Tag-sharing enables users to tag files as a team.

The goal is to create a tag cloud with all the files and documents relevant to a certain team or department, and make it available for browsing to all the team members. Use tag-sharing to:

  • Organize the chaos on your shared drives or your Dropbox/OneDrive folders.
  • You can choose a setup where each user can tag some files and make the tagging available to the rest of the team, or one (or some) users can tag (or auto-tag), and the whole team can browse the tagging.
  • Using Tabbles’ granular  permission system, you can setup users and groups with different privileges, for example some users are allowed to tag with certain tags, while the rest can only browse.

Tagging, Auto-tagging, Combine

Here we introduce a few of Tabbles’ key features. For a complete list of features, click here.

Ultra fast tagging for everyone

To “cross-link” files and concepts, you have two ways: you can select a file and then click the relevant concepts, or you can select a concept and then drag a bunch of files into it. In Tabbles, these concepts, are the tags – and you can use them as tags or virtual folders.

Since Tabbles is a desktop application, it is well integrated with Microsoft Windows: categorization can be done using the usual explorer functions, such as copy-and-paste, drag-and-drop (keyboard shortcuts and right-button menu included) or using special dialog boxes called “quick-tag” dialogs. And tagging can also be done automatically, via powerful rules you can define.

Auto tagging of files

Auto-tagging, One-Click Tagging, Regular Expressions

Tabbles can tag your files automatically based on your folder structure; it can help you tag a file that you just created or downloaded with just one-click, without forcing you to locate it in the file manager first; or you can define powerful rules to tag files automatically, including Regular Expressions.

Combine tags

The Combine function

As we have seen, tags are special containers that can be combined, i.e. intersected or subtracted. Intersecting two tags shows the files that are in all the tags. (This is like making a logical “and” of two sets of files.) This way you can find the files that are related to all the concepts you have in mind. You can also subtract, i.e. exclude, other tags, to refine the search even more.

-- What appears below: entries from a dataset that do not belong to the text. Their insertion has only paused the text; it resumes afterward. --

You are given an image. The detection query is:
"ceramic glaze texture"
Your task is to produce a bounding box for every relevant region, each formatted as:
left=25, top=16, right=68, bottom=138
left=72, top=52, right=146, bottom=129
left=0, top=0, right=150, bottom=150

The combine operation is incremental. This means that, in order to find a file, you work as follows: first, you choose the initial tag to open. After opening it, you will of course see the list of files in this tag. This list of files will be typically be very long, too long to locate the file you need at a glance. So you will want to combine some other tag, in order to narrow down the list of files. Here, Tabbles helps you by displaying a list of the so-called combinable tags, i.e. the tags that can be intersected with the tag you have chosen, producing a non-empty intersection. This means that Tabbles is dynamically computing the possible subfolders of an open folder; it is what realizes a dynamic file-system. Then, you will choose a combinable tag from the list, and that tag will be combined, i.e. added to the open tags; So now you will have two tags open, and the file list will be shorter. If the list of files is short enough, you can locate the file at a glance. Otherwise, you will want to combine a third tag. Once again, you will look in the list of combinable tags, which this time will contain only those tags that can be combined with both the open tags. You will choose a third tag, and combine it. And you can go on this way, adding tags until the file list becomes so short that you can find the file you need at a glance. You can then open the file, or manipulate it like with any file manager.

This is how Tabbles solves the complex problem of creating a dynamic file-system.